Hey Ted—
The numbers you are describing make sense to me. I don't know much about PS Elements, but from a photoshop and colorimetry point of view it sounds like everything is working as it should.
Here's what's going on:
RGB and HSB numbers by themselves aren't enough to make any judgment about color or saturation. They are both device-dependent—you need to view those numbers as coordinates within a particular space. Without the space you can't make any generalization about a RGB or HSB triplet being 'pretty unsaturated'.
In your example you have an image that is in ProPhoto RGB—a huge space capable of colors so saturated they don't really exist. You also have RGB numbers that you are getting from your monitor via the screen color picker. The screen color picker should be showing you RGB values relative to your monitors space—a much smaller space that can't come close to the max saturation of ProPhotoRGB.
So if the screen color picker is showing you an RGB value of [255, 255, 0] that's going to be the most saturated yellow available in the screen's color space (Since I don't have your monitor profile, I'm going to assume your monitor acts like sRGB). It represents 100% saturation—the most saturated color your monitor can display. But the ProPhoto space can contain much more saturated yellows. In the Prophoto space this yellow might only represent 67% of the possible saturation. To get this same yellow in ProPhoto you would only need the RGB values [234, 251, 84]. It's the same color appearance, but it's well inside the boundary of the ProPhoto space.
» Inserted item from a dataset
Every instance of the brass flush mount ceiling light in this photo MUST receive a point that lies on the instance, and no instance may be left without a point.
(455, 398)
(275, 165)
If you only look at the numbers you might be led to believe that RGB [234, 251, 84] is less saturated than RGB [255, 255, 0], but once you interpret the numbers within the space you can see the ProPhotoRGB[234, 251, 84] and sRGB[255, 255, 0] represent the same color.
With this in mind everything else makes sense. Say you have an ProPhotoRGB file with that yellow value of [234, 251, 84]. To display it the computer looks at the numbers, converts them to your screen's profile space [255, 255, 0] (in our example) and sends them off. If you strip the profile, the system no longer knows how to interpret [234, 251, 84]—so it just sends the numbers off to the screen resulting in a much less saturated yellow. Because ScreenRGB[234, 251, 84] is less saturated than ScreenRGB[255, 255, 0].
This is also why the numbers change when you convert to sRGB—the numbers change in order to keep the appearance the same.